Condylodon

Scientific classification
- Domain: Eukaryota
- Kingdom: Animalia
- Phylum: Arthropoda
- Class: Insecta
- Order: Hymenoptera
- Family: Formicidae
- Subfamily: incertae sedis
- Genus: Condylodon Lund, 1831
- Species: C. audouini
- Binomial name: Condylodon audouini Lund, 1831

= Condylodon =

- Genus: Condylodon
- Species: audouini
- Authority: Lund, 1831
- Parent authority: Lund, 1831

Genus of ants

Condylodon is a genus of ant with an uncertain placement (incertae sedis) in the family Formicidae. It contains the single species Condylodon audouini, first described from a single specimen by Lund (1831) in a paper on Brazilian ants.

==Taxonomy==
The type material is presumed to be lost and the taxonomy of species remains uncertain. It has variously been speculated to belong to different families and subfamilies, including Mutillidae, a family of wasps with females resembling large ants, by Swainson & Shuckard (1840). Dalla Torre (1893) relegated the genus to a junior synonym of Pseudomyrma (now Pseudomyrmex, subfamily Pseudomyrmecinae).
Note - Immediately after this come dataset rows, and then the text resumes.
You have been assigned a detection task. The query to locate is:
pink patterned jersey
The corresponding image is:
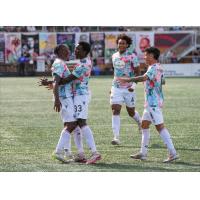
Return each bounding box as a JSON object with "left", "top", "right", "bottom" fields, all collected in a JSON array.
[{"left": 144, "top": 63, "right": 164, "bottom": 108}]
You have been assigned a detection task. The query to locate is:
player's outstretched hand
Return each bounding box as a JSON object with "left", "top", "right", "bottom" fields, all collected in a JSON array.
[{"left": 38, "top": 77, "right": 49, "bottom": 86}]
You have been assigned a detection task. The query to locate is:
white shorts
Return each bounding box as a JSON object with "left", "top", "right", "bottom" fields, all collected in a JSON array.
[
  {"left": 110, "top": 86, "right": 136, "bottom": 107},
  {"left": 142, "top": 107, "right": 164, "bottom": 125},
  {"left": 74, "top": 95, "right": 90, "bottom": 119},
  {"left": 60, "top": 97, "right": 76, "bottom": 123}
]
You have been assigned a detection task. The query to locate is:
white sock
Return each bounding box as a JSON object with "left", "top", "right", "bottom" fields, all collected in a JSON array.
[
  {"left": 140, "top": 129, "right": 150, "bottom": 156},
  {"left": 133, "top": 111, "right": 141, "bottom": 125},
  {"left": 112, "top": 115, "right": 120, "bottom": 140},
  {"left": 159, "top": 128, "right": 176, "bottom": 155},
  {"left": 55, "top": 129, "right": 71, "bottom": 154},
  {"left": 73, "top": 126, "right": 84, "bottom": 154},
  {"left": 81, "top": 125, "right": 97, "bottom": 153}
]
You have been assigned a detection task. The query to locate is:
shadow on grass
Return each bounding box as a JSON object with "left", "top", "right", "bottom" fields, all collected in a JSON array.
[
  {"left": 150, "top": 143, "right": 200, "bottom": 152},
  {"left": 173, "top": 161, "right": 200, "bottom": 167},
  {"left": 90, "top": 161, "right": 177, "bottom": 172}
]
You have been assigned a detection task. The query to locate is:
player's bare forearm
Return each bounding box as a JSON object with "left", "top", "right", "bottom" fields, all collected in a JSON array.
[
  {"left": 132, "top": 75, "right": 148, "bottom": 83},
  {"left": 59, "top": 74, "right": 77, "bottom": 85},
  {"left": 117, "top": 74, "right": 148, "bottom": 84}
]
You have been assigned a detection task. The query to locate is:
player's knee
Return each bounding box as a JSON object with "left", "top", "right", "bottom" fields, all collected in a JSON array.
[
  {"left": 113, "top": 109, "right": 120, "bottom": 115},
  {"left": 111, "top": 104, "right": 121, "bottom": 115},
  {"left": 66, "top": 122, "right": 77, "bottom": 133},
  {"left": 141, "top": 121, "right": 150, "bottom": 129},
  {"left": 156, "top": 124, "right": 165, "bottom": 132},
  {"left": 128, "top": 110, "right": 135, "bottom": 117}
]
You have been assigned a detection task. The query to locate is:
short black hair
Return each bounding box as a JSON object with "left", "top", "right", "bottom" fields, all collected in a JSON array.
[
  {"left": 54, "top": 44, "right": 68, "bottom": 56},
  {"left": 78, "top": 41, "right": 91, "bottom": 55},
  {"left": 116, "top": 34, "right": 132, "bottom": 48},
  {"left": 145, "top": 47, "right": 160, "bottom": 60}
]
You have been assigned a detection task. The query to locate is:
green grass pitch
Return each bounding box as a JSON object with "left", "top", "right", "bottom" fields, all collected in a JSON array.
[{"left": 0, "top": 77, "right": 200, "bottom": 171}]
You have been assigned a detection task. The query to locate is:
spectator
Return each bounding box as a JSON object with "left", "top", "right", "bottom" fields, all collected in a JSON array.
[
  {"left": 92, "top": 59, "right": 101, "bottom": 76},
  {"left": 17, "top": 51, "right": 30, "bottom": 76}
]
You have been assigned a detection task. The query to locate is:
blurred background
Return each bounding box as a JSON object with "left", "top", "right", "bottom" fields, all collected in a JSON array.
[{"left": 0, "top": 26, "right": 200, "bottom": 77}]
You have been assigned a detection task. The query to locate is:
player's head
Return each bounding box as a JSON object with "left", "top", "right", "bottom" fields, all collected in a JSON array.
[
  {"left": 139, "top": 37, "right": 150, "bottom": 52},
  {"left": 144, "top": 47, "right": 160, "bottom": 65},
  {"left": 75, "top": 41, "right": 91, "bottom": 59},
  {"left": 54, "top": 44, "right": 70, "bottom": 61},
  {"left": 116, "top": 34, "right": 132, "bottom": 53}
]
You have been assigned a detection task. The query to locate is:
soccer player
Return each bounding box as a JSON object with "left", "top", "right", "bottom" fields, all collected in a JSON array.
[
  {"left": 58, "top": 42, "right": 101, "bottom": 164},
  {"left": 48, "top": 44, "right": 84, "bottom": 163},
  {"left": 40, "top": 42, "right": 101, "bottom": 164},
  {"left": 110, "top": 34, "right": 142, "bottom": 145},
  {"left": 118, "top": 47, "right": 179, "bottom": 163}
]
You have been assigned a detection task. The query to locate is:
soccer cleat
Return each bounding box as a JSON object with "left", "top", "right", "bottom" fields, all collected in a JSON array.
[
  {"left": 163, "top": 154, "right": 179, "bottom": 163},
  {"left": 64, "top": 150, "right": 74, "bottom": 162},
  {"left": 111, "top": 138, "right": 120, "bottom": 145},
  {"left": 74, "top": 153, "right": 87, "bottom": 163},
  {"left": 130, "top": 152, "right": 147, "bottom": 160},
  {"left": 86, "top": 152, "right": 101, "bottom": 164},
  {"left": 52, "top": 151, "right": 71, "bottom": 163}
]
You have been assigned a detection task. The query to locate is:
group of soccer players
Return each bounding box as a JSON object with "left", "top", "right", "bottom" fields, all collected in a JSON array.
[{"left": 39, "top": 33, "right": 179, "bottom": 164}]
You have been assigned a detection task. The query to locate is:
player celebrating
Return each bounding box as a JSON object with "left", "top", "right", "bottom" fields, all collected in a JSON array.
[
  {"left": 47, "top": 44, "right": 84, "bottom": 163},
  {"left": 58, "top": 42, "right": 101, "bottom": 164},
  {"left": 118, "top": 47, "right": 179, "bottom": 163},
  {"left": 110, "top": 34, "right": 142, "bottom": 145}
]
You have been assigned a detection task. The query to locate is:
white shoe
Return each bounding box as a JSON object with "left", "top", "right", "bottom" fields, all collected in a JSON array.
[
  {"left": 52, "top": 151, "right": 71, "bottom": 163},
  {"left": 64, "top": 150, "right": 74, "bottom": 162},
  {"left": 163, "top": 154, "right": 179, "bottom": 163},
  {"left": 86, "top": 152, "right": 101, "bottom": 164},
  {"left": 111, "top": 138, "right": 120, "bottom": 145},
  {"left": 130, "top": 152, "right": 147, "bottom": 160}
]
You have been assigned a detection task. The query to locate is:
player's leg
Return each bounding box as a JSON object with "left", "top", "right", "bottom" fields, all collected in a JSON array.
[
  {"left": 53, "top": 97, "right": 77, "bottom": 162},
  {"left": 74, "top": 95, "right": 101, "bottom": 164},
  {"left": 124, "top": 89, "right": 142, "bottom": 133},
  {"left": 111, "top": 104, "right": 122, "bottom": 144},
  {"left": 126, "top": 106, "right": 142, "bottom": 134},
  {"left": 130, "top": 109, "right": 151, "bottom": 160},
  {"left": 154, "top": 113, "right": 178, "bottom": 163},
  {"left": 110, "top": 87, "right": 123, "bottom": 145},
  {"left": 73, "top": 126, "right": 87, "bottom": 163},
  {"left": 151, "top": 107, "right": 178, "bottom": 162}
]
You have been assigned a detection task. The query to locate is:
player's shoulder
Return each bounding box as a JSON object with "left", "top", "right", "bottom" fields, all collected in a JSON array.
[
  {"left": 112, "top": 51, "right": 119, "bottom": 58},
  {"left": 52, "top": 58, "right": 63, "bottom": 67},
  {"left": 80, "top": 57, "right": 92, "bottom": 67}
]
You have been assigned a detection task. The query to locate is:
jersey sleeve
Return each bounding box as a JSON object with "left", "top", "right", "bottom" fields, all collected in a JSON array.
[
  {"left": 51, "top": 63, "right": 63, "bottom": 77},
  {"left": 72, "top": 64, "right": 88, "bottom": 78},
  {"left": 145, "top": 66, "right": 156, "bottom": 80}
]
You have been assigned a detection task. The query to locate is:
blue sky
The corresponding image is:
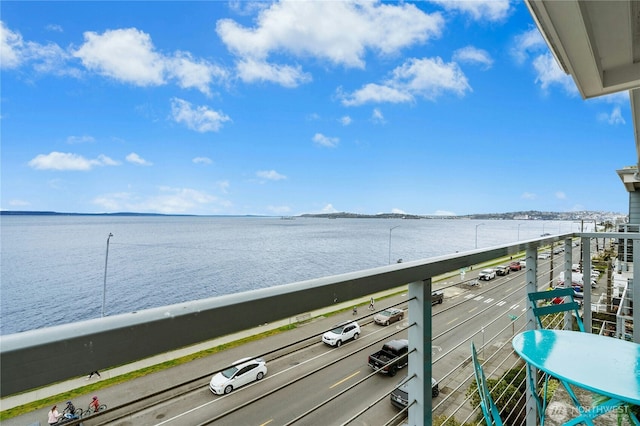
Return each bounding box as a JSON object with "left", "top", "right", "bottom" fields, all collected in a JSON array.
[{"left": 1, "top": 1, "right": 635, "bottom": 216}]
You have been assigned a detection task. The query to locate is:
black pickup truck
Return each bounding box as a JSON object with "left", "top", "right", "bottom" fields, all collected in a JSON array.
[{"left": 367, "top": 339, "right": 409, "bottom": 377}]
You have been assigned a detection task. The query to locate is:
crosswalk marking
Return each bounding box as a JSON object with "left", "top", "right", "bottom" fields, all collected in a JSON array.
[
  {"left": 496, "top": 301, "right": 507, "bottom": 306},
  {"left": 473, "top": 296, "right": 483, "bottom": 301},
  {"left": 484, "top": 298, "right": 494, "bottom": 303}
]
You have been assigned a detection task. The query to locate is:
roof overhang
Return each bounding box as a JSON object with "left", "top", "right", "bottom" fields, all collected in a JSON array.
[{"left": 525, "top": 0, "right": 640, "bottom": 99}]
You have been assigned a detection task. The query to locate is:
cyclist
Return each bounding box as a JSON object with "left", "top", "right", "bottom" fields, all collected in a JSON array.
[
  {"left": 63, "top": 400, "right": 79, "bottom": 419},
  {"left": 89, "top": 395, "right": 100, "bottom": 412}
]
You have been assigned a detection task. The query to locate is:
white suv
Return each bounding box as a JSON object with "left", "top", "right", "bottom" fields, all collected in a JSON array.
[
  {"left": 478, "top": 269, "right": 496, "bottom": 280},
  {"left": 322, "top": 321, "right": 361, "bottom": 347}
]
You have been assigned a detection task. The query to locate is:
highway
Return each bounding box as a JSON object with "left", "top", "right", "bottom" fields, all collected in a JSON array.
[{"left": 9, "top": 253, "right": 572, "bottom": 426}]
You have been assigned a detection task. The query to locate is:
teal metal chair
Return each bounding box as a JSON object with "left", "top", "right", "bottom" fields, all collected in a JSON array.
[
  {"left": 528, "top": 287, "right": 585, "bottom": 332},
  {"left": 471, "top": 342, "right": 503, "bottom": 426}
]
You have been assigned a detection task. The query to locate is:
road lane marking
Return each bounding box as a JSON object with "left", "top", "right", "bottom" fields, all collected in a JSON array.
[
  {"left": 484, "top": 298, "right": 494, "bottom": 303},
  {"left": 496, "top": 301, "right": 506, "bottom": 306},
  {"left": 446, "top": 317, "right": 459, "bottom": 325},
  {"left": 473, "top": 296, "right": 483, "bottom": 301},
  {"left": 468, "top": 307, "right": 478, "bottom": 313},
  {"left": 260, "top": 420, "right": 274, "bottom": 426},
  {"left": 330, "top": 371, "right": 360, "bottom": 389}
]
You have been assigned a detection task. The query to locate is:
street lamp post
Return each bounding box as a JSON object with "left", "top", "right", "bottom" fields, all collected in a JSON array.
[
  {"left": 388, "top": 225, "right": 400, "bottom": 264},
  {"left": 475, "top": 223, "right": 484, "bottom": 249},
  {"left": 102, "top": 233, "right": 113, "bottom": 317}
]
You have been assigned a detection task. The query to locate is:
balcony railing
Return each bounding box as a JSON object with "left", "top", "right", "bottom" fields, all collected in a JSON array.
[{"left": 1, "top": 231, "right": 638, "bottom": 425}]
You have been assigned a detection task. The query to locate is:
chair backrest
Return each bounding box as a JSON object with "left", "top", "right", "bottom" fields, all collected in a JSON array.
[
  {"left": 470, "top": 342, "right": 504, "bottom": 426},
  {"left": 528, "top": 287, "right": 585, "bottom": 332}
]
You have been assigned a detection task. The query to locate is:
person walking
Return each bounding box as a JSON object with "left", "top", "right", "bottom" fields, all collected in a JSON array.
[
  {"left": 369, "top": 297, "right": 375, "bottom": 311},
  {"left": 47, "top": 405, "right": 61, "bottom": 425},
  {"left": 87, "top": 370, "right": 101, "bottom": 380}
]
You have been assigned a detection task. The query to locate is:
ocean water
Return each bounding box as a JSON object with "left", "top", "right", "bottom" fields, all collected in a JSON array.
[{"left": 0, "top": 215, "right": 576, "bottom": 335}]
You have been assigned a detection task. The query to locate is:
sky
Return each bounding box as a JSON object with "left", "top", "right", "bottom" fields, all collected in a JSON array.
[{"left": 1, "top": 1, "right": 636, "bottom": 216}]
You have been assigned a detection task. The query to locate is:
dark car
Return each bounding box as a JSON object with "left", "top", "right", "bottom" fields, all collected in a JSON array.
[{"left": 390, "top": 375, "right": 439, "bottom": 409}]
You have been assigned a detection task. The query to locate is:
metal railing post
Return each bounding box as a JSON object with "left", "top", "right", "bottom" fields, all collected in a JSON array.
[
  {"left": 564, "top": 238, "right": 574, "bottom": 330},
  {"left": 582, "top": 236, "right": 592, "bottom": 330},
  {"left": 524, "top": 246, "right": 538, "bottom": 426},
  {"left": 408, "top": 278, "right": 432, "bottom": 426}
]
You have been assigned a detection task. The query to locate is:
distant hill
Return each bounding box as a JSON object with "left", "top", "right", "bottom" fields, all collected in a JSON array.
[{"left": 300, "top": 210, "right": 627, "bottom": 222}]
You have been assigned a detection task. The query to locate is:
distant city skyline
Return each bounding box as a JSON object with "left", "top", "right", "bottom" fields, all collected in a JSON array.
[{"left": 1, "top": 1, "right": 635, "bottom": 216}]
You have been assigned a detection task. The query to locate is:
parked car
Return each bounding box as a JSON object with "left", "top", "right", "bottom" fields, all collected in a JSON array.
[
  {"left": 478, "top": 269, "right": 496, "bottom": 281},
  {"left": 374, "top": 308, "right": 404, "bottom": 326},
  {"left": 209, "top": 357, "right": 267, "bottom": 395},
  {"left": 390, "top": 375, "right": 439, "bottom": 409},
  {"left": 322, "top": 320, "right": 360, "bottom": 347},
  {"left": 368, "top": 339, "right": 409, "bottom": 376},
  {"left": 431, "top": 290, "right": 444, "bottom": 305},
  {"left": 509, "top": 261, "right": 522, "bottom": 271},
  {"left": 495, "top": 265, "right": 510, "bottom": 276}
]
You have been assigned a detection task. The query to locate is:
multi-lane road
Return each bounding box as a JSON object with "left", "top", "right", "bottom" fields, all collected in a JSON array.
[{"left": 10, "top": 255, "right": 572, "bottom": 426}]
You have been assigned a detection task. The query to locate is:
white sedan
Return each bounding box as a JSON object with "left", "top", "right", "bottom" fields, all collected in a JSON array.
[{"left": 209, "top": 357, "right": 267, "bottom": 395}]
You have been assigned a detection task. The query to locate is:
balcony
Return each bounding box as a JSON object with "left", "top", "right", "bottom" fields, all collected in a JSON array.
[{"left": 1, "top": 231, "right": 638, "bottom": 425}]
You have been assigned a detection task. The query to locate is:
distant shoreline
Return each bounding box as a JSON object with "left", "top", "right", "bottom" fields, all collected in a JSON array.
[{"left": 0, "top": 210, "right": 626, "bottom": 222}]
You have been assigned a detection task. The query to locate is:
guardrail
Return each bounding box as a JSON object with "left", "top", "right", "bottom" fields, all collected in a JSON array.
[{"left": 2, "top": 231, "right": 639, "bottom": 425}]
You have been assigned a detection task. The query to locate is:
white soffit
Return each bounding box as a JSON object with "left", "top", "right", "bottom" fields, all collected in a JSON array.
[{"left": 525, "top": 0, "right": 640, "bottom": 99}]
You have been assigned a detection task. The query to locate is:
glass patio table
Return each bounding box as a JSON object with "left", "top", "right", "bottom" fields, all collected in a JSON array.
[{"left": 512, "top": 329, "right": 640, "bottom": 426}]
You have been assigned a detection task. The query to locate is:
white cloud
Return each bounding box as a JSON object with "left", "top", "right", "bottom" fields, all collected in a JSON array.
[
  {"left": 433, "top": 210, "right": 456, "bottom": 216},
  {"left": 312, "top": 133, "right": 339, "bottom": 148},
  {"left": 166, "top": 51, "right": 228, "bottom": 96},
  {"left": 256, "top": 170, "right": 287, "bottom": 181},
  {"left": 170, "top": 98, "right": 231, "bottom": 133},
  {"left": 235, "top": 57, "right": 311, "bottom": 88},
  {"left": 521, "top": 192, "right": 537, "bottom": 200},
  {"left": 340, "top": 116, "right": 352, "bottom": 126},
  {"left": 93, "top": 187, "right": 224, "bottom": 214},
  {"left": 340, "top": 83, "right": 413, "bottom": 106},
  {"left": 193, "top": 157, "right": 213, "bottom": 164},
  {"left": 126, "top": 152, "right": 152, "bottom": 166},
  {"left": 45, "top": 24, "right": 63, "bottom": 33},
  {"left": 72, "top": 28, "right": 226, "bottom": 94},
  {"left": 428, "top": 0, "right": 512, "bottom": 21},
  {"left": 511, "top": 27, "right": 545, "bottom": 64},
  {"left": 597, "top": 106, "right": 626, "bottom": 125},
  {"left": 73, "top": 28, "right": 165, "bottom": 86},
  {"left": 1, "top": 21, "right": 24, "bottom": 69},
  {"left": 98, "top": 154, "right": 120, "bottom": 166},
  {"left": 321, "top": 203, "right": 338, "bottom": 213},
  {"left": 532, "top": 53, "right": 577, "bottom": 95},
  {"left": 66, "top": 135, "right": 95, "bottom": 144},
  {"left": 216, "top": 1, "right": 444, "bottom": 86},
  {"left": 391, "top": 208, "right": 407, "bottom": 214},
  {"left": 452, "top": 46, "right": 493, "bottom": 69},
  {"left": 28, "top": 152, "right": 118, "bottom": 171},
  {"left": 555, "top": 191, "right": 566, "bottom": 200},
  {"left": 341, "top": 57, "right": 470, "bottom": 106},
  {"left": 371, "top": 108, "right": 385, "bottom": 124},
  {"left": 216, "top": 180, "right": 230, "bottom": 193},
  {"left": 8, "top": 199, "right": 30, "bottom": 207}
]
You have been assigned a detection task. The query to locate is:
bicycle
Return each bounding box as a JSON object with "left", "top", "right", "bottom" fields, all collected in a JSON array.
[{"left": 81, "top": 403, "right": 107, "bottom": 417}]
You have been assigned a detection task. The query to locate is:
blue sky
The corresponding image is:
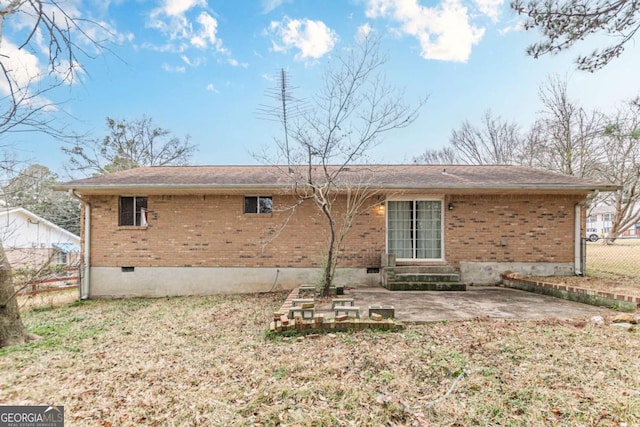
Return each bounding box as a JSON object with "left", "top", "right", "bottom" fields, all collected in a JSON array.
[{"left": 2, "top": 0, "right": 639, "bottom": 177}]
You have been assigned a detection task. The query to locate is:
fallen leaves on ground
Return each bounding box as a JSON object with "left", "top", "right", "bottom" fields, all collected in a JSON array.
[{"left": 1, "top": 291, "right": 639, "bottom": 426}]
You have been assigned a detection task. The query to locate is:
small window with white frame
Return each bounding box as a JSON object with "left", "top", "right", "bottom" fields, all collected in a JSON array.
[
  {"left": 244, "top": 196, "right": 272, "bottom": 214},
  {"left": 119, "top": 196, "right": 148, "bottom": 226},
  {"left": 55, "top": 251, "right": 68, "bottom": 266}
]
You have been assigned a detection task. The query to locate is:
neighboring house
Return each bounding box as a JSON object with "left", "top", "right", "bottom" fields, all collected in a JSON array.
[
  {"left": 56, "top": 165, "right": 615, "bottom": 298},
  {"left": 587, "top": 204, "right": 640, "bottom": 238},
  {"left": 0, "top": 207, "right": 81, "bottom": 269}
]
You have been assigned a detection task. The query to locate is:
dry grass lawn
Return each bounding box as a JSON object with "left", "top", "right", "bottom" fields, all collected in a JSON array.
[
  {"left": 586, "top": 239, "right": 640, "bottom": 279},
  {"left": 528, "top": 239, "right": 640, "bottom": 298},
  {"left": 2, "top": 289, "right": 639, "bottom": 426}
]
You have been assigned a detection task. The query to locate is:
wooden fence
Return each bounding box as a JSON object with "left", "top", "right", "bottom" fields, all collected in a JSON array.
[{"left": 16, "top": 268, "right": 79, "bottom": 296}]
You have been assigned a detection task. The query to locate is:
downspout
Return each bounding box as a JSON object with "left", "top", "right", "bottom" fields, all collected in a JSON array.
[
  {"left": 574, "top": 204, "right": 582, "bottom": 276},
  {"left": 69, "top": 190, "right": 90, "bottom": 299}
]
Emery (1921) dubiously placed it in Ponerinae. Ward (1990) excluded the taxon from Pseudomyrmecinae, and agreed with Emery's placement in Ponerinae as the most likely candidate, and listed Ectatomma as a possible identity of the genus. Bolton (1994) placed it as incertae sedis in Ponerinae, and most recently, as incertae sedis in Formicidae (Bolton, 2003).